Within an hour of first sighting of the enemy, the skirmishers were engaged. When the main rebel column assembled on the road they had to dispatch a company of men to deal with us as we were shooting at them. I must state at this time we waited too long before we moved away from our position and when a full battalion is on the road, a single infantry company cannot hold them back. There is power behind a mass column of infantry. Napoleon knew this. Thus our company was easily swept down the road and four of us were captured.
We learned the Rebels had been on the march since 4:30am and thus their commander was pacing the army with frequent rest stops. Men were really falling out from fatigue. The four of us where then paroled and told to pass between the lines. When we reached the Yankee line (about a mile away) there was a lead company holding the line while the rest of the troops rested in the fields that we had passed the day before.
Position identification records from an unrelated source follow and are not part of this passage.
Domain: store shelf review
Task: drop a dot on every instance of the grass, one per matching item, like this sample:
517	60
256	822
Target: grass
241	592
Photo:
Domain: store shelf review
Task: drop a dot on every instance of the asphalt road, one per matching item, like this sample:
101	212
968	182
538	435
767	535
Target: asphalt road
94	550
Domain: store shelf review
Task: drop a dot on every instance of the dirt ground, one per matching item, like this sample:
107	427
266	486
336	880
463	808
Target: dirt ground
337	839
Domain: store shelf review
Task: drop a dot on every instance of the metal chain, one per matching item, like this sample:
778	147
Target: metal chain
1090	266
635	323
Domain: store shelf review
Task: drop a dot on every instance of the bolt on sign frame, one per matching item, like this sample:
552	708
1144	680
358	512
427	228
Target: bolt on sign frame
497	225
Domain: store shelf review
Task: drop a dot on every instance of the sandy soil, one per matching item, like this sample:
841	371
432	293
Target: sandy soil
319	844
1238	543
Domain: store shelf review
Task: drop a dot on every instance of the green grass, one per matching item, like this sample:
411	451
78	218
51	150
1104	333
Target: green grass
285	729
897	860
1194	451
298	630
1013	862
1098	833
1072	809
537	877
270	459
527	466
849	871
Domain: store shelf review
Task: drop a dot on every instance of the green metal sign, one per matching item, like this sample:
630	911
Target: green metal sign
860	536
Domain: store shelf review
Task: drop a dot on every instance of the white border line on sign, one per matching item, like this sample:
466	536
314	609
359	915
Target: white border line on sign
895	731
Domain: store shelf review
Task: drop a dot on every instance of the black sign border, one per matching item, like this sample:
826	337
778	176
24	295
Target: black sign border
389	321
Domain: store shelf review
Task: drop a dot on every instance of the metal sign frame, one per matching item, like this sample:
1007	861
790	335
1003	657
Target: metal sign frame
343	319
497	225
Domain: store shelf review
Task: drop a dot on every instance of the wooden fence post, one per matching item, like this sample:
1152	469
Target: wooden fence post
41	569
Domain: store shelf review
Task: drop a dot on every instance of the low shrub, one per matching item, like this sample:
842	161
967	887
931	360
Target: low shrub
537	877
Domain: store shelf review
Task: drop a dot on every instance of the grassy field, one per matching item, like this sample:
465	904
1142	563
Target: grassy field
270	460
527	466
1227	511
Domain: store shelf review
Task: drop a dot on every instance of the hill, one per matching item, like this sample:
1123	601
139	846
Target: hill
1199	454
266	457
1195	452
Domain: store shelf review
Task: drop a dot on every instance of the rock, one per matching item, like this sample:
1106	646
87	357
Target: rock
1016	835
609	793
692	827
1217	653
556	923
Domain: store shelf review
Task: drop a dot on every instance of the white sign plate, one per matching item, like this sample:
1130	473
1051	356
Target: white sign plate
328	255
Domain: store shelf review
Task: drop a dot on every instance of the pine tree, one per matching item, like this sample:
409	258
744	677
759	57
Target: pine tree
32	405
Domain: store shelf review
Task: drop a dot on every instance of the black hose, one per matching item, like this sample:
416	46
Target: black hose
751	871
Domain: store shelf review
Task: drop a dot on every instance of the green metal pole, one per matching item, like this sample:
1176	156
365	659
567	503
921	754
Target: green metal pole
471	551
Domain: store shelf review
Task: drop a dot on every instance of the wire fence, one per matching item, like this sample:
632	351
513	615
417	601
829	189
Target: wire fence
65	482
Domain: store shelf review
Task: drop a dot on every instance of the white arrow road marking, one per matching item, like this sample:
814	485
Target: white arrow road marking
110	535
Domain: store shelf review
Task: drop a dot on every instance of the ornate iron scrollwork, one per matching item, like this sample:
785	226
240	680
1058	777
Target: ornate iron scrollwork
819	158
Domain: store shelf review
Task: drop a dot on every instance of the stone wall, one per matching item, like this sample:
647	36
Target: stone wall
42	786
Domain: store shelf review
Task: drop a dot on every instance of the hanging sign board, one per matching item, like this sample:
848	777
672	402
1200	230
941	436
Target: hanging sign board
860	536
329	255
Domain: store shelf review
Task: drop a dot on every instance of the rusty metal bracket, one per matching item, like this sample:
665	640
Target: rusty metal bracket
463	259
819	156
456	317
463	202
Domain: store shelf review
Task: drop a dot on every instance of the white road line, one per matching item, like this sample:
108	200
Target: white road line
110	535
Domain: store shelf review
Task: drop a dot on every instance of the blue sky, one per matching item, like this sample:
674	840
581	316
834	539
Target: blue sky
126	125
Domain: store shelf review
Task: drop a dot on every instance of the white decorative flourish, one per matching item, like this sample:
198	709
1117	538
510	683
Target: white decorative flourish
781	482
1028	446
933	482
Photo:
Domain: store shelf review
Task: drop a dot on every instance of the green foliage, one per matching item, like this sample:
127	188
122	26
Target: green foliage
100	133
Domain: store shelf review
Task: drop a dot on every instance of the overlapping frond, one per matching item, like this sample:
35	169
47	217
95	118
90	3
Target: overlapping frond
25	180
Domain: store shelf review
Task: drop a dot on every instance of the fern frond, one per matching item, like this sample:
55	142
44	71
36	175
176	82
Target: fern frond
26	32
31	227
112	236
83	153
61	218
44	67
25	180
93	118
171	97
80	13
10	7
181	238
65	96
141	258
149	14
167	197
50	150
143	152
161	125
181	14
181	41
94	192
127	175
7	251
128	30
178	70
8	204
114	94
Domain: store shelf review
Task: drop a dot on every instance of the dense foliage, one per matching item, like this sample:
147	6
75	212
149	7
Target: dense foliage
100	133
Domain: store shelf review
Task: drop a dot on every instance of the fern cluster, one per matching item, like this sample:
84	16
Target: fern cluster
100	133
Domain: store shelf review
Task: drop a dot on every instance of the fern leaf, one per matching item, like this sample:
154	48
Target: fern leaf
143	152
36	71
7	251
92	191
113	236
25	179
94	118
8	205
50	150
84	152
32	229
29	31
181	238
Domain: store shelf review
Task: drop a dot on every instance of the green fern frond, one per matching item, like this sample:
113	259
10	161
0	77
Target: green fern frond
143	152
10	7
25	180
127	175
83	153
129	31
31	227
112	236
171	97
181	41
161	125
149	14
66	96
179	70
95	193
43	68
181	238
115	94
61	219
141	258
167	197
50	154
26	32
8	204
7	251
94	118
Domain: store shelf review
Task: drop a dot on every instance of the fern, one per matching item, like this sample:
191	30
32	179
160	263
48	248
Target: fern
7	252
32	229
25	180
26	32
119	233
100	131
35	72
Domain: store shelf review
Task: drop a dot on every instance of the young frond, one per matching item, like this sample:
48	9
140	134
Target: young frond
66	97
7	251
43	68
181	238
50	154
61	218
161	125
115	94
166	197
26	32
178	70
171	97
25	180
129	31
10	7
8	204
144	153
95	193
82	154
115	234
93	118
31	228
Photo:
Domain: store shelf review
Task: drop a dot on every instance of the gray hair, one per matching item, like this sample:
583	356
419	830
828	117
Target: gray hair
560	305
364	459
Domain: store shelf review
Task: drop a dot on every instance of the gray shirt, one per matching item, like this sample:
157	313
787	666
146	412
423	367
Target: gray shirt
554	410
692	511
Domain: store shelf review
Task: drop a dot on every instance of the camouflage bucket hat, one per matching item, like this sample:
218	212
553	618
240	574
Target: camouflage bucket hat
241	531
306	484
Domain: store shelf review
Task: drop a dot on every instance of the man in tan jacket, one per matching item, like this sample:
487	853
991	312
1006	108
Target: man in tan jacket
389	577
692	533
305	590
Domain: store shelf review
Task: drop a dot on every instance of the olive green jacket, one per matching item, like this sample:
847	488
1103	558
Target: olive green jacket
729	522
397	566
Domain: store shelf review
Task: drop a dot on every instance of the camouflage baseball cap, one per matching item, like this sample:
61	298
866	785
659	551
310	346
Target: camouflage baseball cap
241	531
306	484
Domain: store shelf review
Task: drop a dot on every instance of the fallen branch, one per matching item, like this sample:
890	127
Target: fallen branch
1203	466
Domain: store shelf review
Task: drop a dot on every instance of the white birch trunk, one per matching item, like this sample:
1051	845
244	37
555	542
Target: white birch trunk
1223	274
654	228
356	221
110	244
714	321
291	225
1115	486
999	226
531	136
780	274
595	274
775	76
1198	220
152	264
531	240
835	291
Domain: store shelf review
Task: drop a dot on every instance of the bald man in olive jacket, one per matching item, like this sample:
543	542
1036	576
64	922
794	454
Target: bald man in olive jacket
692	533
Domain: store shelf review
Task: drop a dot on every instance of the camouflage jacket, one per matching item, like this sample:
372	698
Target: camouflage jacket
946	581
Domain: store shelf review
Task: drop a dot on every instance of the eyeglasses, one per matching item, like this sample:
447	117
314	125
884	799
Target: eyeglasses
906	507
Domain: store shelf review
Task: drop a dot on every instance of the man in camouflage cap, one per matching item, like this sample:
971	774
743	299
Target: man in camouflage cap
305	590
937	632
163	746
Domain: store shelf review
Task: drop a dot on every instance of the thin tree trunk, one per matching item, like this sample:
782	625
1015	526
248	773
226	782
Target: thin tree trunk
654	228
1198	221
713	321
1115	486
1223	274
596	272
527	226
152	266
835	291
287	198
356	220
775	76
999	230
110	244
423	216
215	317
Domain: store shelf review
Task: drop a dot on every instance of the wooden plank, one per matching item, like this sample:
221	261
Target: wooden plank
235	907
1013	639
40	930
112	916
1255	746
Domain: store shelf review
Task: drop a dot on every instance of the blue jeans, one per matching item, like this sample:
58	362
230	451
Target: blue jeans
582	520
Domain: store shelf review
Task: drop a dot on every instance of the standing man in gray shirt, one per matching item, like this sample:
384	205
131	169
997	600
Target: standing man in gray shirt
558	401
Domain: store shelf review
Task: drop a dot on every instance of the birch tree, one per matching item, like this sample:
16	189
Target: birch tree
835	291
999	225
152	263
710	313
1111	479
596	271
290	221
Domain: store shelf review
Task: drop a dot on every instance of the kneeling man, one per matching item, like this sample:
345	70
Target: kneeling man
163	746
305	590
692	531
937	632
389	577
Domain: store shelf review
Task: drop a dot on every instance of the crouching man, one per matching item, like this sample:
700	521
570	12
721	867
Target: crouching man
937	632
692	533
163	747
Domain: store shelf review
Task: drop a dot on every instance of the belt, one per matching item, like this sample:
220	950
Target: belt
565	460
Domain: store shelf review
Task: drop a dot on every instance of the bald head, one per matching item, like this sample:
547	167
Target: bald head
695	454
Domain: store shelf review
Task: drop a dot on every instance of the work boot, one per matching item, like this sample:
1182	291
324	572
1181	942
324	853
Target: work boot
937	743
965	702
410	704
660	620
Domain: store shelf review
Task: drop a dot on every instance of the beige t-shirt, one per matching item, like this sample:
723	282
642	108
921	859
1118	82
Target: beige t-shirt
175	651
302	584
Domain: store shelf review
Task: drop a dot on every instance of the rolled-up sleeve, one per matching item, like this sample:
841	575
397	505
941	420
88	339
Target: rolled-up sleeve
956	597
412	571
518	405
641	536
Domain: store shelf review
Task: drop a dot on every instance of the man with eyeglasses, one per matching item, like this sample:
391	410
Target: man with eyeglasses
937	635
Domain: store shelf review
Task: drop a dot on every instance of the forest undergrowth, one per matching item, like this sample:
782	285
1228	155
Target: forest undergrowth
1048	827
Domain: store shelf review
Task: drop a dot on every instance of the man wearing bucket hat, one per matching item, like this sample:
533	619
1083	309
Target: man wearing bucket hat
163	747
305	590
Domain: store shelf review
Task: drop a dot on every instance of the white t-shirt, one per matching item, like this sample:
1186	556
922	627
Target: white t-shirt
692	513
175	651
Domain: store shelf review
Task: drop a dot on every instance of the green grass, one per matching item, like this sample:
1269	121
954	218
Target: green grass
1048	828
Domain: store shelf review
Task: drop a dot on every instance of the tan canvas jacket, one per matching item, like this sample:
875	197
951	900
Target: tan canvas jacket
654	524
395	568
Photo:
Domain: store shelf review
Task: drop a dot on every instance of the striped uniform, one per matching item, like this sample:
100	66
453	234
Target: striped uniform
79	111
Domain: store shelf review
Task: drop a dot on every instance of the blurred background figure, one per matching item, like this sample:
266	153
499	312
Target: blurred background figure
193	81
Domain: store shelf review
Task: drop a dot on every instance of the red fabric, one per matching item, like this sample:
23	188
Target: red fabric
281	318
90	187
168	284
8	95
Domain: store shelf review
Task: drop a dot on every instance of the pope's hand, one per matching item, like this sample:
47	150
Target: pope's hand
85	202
We reported to the Yankee commander by order of the Adjutant giving him all the intelligence we could and we also learned that our names had been entered into the official dispatch of our Company Commander for our bravery and sacrifice. Since we were paroled, we were told to take a bunch of Rebel prisoners back to McDowell at the bayonet so the reserve company could join the battle line.
When we caught up to the group of prisoners, their dumb sergeant claimed that they were not prisoners, but really “malingers, miscreants and invalids.” In fact, he called them an Invalid Company who had spent the night in a barn unable to march with the rebel column. Thus ended our weekend marauding the village of McDowell in the Rebel south.